The movie deserves its high rank among railroad movies. Filmed largely at night in deep black-and-white, the film is peppered with scenes of LMS locomotives and trains roaring past the platform in clouds of steam, their shrill whistles screaming into the night. It’s as if O. Winston Link himself was looking over the shoulder of cinematographer Robert Krasker the whole time. 

Carnforth was a fortuitous choice for the movie’s prime location. The long, ornate brick station was built in sections in the late 19th century, its arches and filigree a perfect expression of English charm. Although filmed late in World War II, the station was far enough north — 250-plus miles from London, generally beyond the range of German Heinkels — to avoid blackout regulations. Director Lean had the run of the place.

Restored in 2000–03, today’s Carnforth station is a shrine to the movie and a frequent destination for fans like me. The clock and the platforms look pretty much the same as in 1945, and inside is a re-creation of the movie coffee shop where Johnson and Howard’s characters discovered each other.

A screen shot from Brief Encounter hints at the film's evocative, almost Linkian depiction of steam in full cry after dark.
Our lunch, served by a couple of earnest young people, was quite good. And I’m glad we ordered when we did, because five minutes later a tour bus pulled up and perhaps 30 Brief Encounter pilgrims poured in for lunch, something I suspect happens often. The crowd — 90 percent female — looked as though they might have been around for the premiere. 

Other rooms in the station beckon. In one, there’s an exhibit of David Lean’s career, with an illustrated timeline that shows his transition from small, intimate dramas like Brief Encounter to his epic blockbusters The Bridge on the River KwaiLawrence of Arabia, and Doctor Zhivago. That amazing contrast is a measure of Lean’s greatness. 

In other parts of the station you can learn more about the making of Brief Encounter, or even watch the movie in a small studio theater. In the gift shop are all manner of souvenirs dedicated to the film, from DVDs to T-shirts to hardcover biographies of Celia Johnson. The volunteer staff is as helpful as can be.

The station is warm and comforting, but eventually the nearly constant rumble of trains outside pulled me out to where the action is. The depot is located between two sets of tracks, one set that serves the station with local service provided by the U.K. company Northern, the other the double track of the West Coast Main Line, sealed off from the platform by metal railings but otherwise highly visible. It seemed there was a train at one or the other location every 10 minutes.
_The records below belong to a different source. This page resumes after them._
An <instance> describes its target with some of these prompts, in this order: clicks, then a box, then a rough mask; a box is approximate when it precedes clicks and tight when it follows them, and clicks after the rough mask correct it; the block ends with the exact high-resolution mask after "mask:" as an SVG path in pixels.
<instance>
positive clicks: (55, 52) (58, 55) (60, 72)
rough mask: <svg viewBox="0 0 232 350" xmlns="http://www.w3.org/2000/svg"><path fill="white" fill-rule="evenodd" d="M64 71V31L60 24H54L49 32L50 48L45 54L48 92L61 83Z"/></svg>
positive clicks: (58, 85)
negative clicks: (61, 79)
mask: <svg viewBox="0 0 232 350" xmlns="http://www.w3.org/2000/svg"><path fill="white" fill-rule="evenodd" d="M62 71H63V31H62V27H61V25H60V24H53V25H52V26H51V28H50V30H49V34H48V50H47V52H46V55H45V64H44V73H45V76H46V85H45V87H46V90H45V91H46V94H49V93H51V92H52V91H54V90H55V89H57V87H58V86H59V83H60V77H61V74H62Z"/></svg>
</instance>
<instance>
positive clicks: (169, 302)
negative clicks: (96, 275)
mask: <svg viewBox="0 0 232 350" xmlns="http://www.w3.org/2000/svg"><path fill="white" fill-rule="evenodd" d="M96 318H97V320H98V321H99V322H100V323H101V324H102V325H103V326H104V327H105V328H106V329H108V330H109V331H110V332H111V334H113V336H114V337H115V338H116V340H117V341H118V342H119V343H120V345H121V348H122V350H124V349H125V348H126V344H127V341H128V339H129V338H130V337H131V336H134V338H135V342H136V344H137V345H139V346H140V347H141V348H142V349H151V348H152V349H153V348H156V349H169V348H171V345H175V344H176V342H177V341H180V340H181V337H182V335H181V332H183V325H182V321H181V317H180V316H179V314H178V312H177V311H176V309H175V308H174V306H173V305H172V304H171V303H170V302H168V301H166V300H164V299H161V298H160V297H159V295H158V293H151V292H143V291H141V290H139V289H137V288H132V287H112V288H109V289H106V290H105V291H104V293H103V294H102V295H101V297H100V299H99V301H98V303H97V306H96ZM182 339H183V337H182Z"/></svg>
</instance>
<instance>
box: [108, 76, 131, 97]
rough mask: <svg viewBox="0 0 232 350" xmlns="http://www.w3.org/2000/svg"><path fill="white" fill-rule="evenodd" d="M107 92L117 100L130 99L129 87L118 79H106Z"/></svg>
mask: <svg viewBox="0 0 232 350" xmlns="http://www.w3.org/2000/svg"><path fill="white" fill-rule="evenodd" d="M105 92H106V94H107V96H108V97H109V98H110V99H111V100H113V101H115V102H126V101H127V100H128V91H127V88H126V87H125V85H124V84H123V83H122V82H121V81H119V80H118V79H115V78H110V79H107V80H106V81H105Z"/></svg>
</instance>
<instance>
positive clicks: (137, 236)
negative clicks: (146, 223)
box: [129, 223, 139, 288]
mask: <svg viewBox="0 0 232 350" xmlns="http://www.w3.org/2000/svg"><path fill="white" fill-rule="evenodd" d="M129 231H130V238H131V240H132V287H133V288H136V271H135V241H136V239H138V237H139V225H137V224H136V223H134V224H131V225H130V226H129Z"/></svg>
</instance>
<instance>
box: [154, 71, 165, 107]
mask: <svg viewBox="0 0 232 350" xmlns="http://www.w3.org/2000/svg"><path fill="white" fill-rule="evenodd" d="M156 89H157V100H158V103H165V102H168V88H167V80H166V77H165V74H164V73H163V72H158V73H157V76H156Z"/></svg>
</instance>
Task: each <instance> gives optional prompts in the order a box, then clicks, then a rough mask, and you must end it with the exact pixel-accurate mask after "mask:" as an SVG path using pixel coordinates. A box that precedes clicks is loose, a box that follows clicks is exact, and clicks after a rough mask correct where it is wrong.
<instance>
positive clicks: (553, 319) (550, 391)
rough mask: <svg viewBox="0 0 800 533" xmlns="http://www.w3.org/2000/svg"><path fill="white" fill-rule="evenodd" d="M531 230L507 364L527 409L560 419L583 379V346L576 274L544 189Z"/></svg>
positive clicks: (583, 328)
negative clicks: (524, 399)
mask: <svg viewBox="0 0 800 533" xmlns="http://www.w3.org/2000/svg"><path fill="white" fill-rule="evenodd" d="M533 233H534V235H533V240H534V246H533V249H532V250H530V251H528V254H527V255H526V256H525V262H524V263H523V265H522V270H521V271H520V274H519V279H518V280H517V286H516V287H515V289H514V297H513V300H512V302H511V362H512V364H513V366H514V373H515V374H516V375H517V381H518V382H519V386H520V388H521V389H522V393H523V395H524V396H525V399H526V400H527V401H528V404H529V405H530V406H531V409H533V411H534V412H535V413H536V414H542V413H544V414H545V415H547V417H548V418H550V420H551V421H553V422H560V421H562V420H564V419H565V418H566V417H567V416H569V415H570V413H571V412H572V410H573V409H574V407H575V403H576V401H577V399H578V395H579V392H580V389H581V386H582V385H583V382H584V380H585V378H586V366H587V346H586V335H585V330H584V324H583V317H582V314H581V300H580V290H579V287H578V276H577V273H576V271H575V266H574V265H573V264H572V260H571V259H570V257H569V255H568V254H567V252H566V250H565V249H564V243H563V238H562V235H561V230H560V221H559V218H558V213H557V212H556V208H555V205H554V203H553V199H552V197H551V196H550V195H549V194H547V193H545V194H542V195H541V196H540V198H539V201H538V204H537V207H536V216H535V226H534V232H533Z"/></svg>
Visitors to Carnforth can purchase refreshments in the recreated station cafe, the setting for much of the film's action. Kevin P. Keefe
The West Coast Main Line trains are the most exciting, of course, especially Virgin Trains’ class 390 EMU trainsets, knifing through Carnforth in a 125-mph blur of red and yellow. You never get tired of watching a show like that. There are also a fair number of goods trains, with the West Coast line carrying 40 percent of U.K. freight traffic. Throughout my trip, I was surprised at how often I saw English, Welsh & Scottish class 66 diesels — built by EMD in London, Ontario — still in their Wisconsin Central-inspired maroon and yellow a decade years after EWS became a “fallen flag.” 

You could spend the better part of a day at Carnforth and never get bored. It’s a showcase for the “big show” of dense, fast U.K. railroading.

But we couldn’t linger for long. Eventually our Northern train for Leeds arrived and we were obliged to leave the main platform, walk under that big clock again, and catch a two-car class 156 Sprinter diesel multiple-unit trainset for a delightful, bouncy ride through the Lancashire countryside. I was delighted to see you could open its “standee” windows and enjoy the fresh farm air and the sound of four-wheel trucks hammering jointed rail. 

I’ll think about returning to Carnforth someday, though, just as soon as the movie comes up on the telly again, calling to me again with those haunting, film noir images of LMS Princess Royal–class 4-6-2s screaming past a tearful Celia Johnson.